VMware Cloud Community
SBaldridge
Contributor
Contributor
Jump to solution

HA cluster failed over an ESX (why?)

This morning one of my ESX 3.5.0 hosts in a HA Cluster (VC2.5) failed and recovered immediately. The guests were vacated to other ESX which is good.

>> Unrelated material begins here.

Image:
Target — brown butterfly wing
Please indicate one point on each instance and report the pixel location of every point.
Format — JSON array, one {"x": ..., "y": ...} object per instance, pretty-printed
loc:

I'd like to learn more about why the host failed, where is the best place to look to see why the host was considered "failed"? We noticed a very brief connectivity loss but I'd like to be sure of why VC determined the host "went down".

Thanks!!

Scott

0 Kudos
1 Solution

Accepted Solutions
mikepodoherty
Expert
Expert
Jump to solution

On the host look in /var/log/vmware. vmkwarning and vmkernel are both logs that offer a good information that should help you track down the loss of communications.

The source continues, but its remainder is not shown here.